Author Note: update! Lol, cerita ini terinspirasi oleh sebuah game: The World Ends With You. Ketika aku mendengar cerita tentang Joshua –yang katanya dapat melihat reaper saat masih hidup, aku langsung mendapatkan ide dadakan! XD

Enjoy the story and happy Halloween! Trick or treat! X3

Half Dead

Sekelompok orang yang membenciku mendadak membawaku kesuatu tempat, kesebuah tempat yang sangat sepi. Mereka memukulku dengan benda tumpul dan menendangku hingga aku memuntahkan darah segar. Seseorang dari mereka lalu memukul kepalaku dengan sangat kuat dan pandanganku langsung menjadi gelap...

Saat aku terbangun, aku merasa sangat kedinginan. Apakah aku berada di rumah sakit? Tetapi, mengapa tempat ini sangat gelap? Aku tidak bisa melihat apa pun.

Aku meraba-raba saat berjalan, aku meraba-raba di dinding, berharap menemukan pintu atau saklar untuk menyalakan lampu di ruangan ini. Syukurlah aku langsung menemukan saklar beberapa menit setelah aku meraba-raba. Saat lampu menyala, mataku menjadi sakit akibat silau.

Kubuka mataku perlahan-lahan dan aku terkejut bukan main, di ruangan ini terdapat begitu banyak mayat...

"Aaaaaaaaaaaaaaaaaaah!" Teriakku histeris melihat mayat-mayat itu.

Dimana aku sekarang! Apa yang terjadi disini!

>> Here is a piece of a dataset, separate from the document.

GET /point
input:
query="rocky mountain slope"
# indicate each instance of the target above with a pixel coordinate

"Kau terlihat sangat terkejut...," kata seorang lelaki berambut merah spike, dia menatapku dengan matanya yang hijau kebiruan.

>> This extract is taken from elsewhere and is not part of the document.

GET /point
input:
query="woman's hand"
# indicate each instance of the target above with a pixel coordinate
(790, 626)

"Si-siapa kau! Dimana ini! Dan apa yang terjadi disini!" Tanyaku dengan perasaan panik, takut, dan gemetaran.

Tiba-tiba pintu ruangan ini terbuka sebelum aku mendengar jawaban dari lelaki berambut merah itu. Seorang wanita dengan pakaian seperti seorang perawat berjalan masuk, dia terlihat kaget ketika melihatku hingga menjatuhkan papan tulis kecilnya.

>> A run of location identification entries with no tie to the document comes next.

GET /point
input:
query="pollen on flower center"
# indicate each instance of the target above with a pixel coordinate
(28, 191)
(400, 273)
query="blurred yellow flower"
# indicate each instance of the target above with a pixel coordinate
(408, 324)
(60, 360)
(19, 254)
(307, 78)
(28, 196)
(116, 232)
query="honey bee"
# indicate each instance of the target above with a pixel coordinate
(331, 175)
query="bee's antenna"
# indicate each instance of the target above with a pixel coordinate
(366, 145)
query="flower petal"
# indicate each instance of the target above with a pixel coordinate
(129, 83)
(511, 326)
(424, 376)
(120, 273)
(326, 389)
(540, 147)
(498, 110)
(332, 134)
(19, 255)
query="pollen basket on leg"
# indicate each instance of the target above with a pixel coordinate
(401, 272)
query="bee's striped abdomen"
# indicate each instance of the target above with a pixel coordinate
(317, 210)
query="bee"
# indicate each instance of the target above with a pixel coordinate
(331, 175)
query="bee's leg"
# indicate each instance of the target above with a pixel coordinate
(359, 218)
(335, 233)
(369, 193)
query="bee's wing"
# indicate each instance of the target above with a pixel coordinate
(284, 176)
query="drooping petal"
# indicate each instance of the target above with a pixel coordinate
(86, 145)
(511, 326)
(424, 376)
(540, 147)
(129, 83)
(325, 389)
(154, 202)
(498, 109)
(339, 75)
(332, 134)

Wanita itu lalu berteriak histeris dan berlari keluar, seakan-akan dia baru saja melihat hantu. Aku pun mencoba mengejarnya, tetapi gagal. Semua orang yang berada di luar ruangan tadi menatapku dengan wajah terkejut, seakan-akan aku ini hantu...

"Sora!" Kata seorang wanita yang sangat kukenal, ya, dia adalah Mom. Dia terlihat seperti habis menangis.

Bukan hanya Mom yang memasang wajah 'aku tidak percaya dengan apa yang kulihat saat ini', Dad juga memasang wajah yang sama, begitu juga teman-teman sekolahku yang lain.

"Apa... yang terjadi?" Tanyaku heran.

"Sora!" Teriak Mom yang langsung memelukku dengan sangat erat.

Seorang dokter datang dan terlihat terkejut juga melihatku. Mereka langsung membawaku keruang pemeriksaan tanpa seizin orang tuaku.

"Sungguh sulit dipercaya!" Teriak dokter itu dengan wajah takjub.

"Ke-kenapa?" Tanyaku terheran-heran.

Dokter-dokter yang sedang memeriksaku terlihat berdiskusi, tentang tubuhku yang kembali seperti normalnya. Jika kupikir-pikir, aku juga merasa heran, mengapa bekas luka pukulan di tubuh ini menghilang, ya? Apa mungkin aku koma selama beberapa hari makanya sudah sembuh? Tapi mengapa ruanganku tadi penuh dengan mayat-mayat dan sangat dingin?

"Hey, bisakah kalian jelaskan apa yang terjadi padaku?" Tanyaku bingung.

Maka mereka menjelaskan tentang kondisiku dan penjelasan mereka sungguh tidak masuk akal! Mereka bilang aku hidup kembali! Memangnya tadi aku mati! Aku pun marah dengan penjelasan mereka yang sangat tidak masuk akal sehat, tidak mungkin orang yang telah mati hidup kembali! Tidak mungkin...

Selagi mereka mencoba menyakinkanku, aku melihat pemuda berambut merah spike tadi datang dan memasuki ruangan ini tanpa mengetuk...

"Hay," sapanya.

"Hay?" Balasku dengan wajah heran.

"Nak, kau bicara dengan siapa?" Tanya salah seorang dokter dengan heran.

"Dengan dia," jawabku sambil menunjuk lelaki berambut merah itu.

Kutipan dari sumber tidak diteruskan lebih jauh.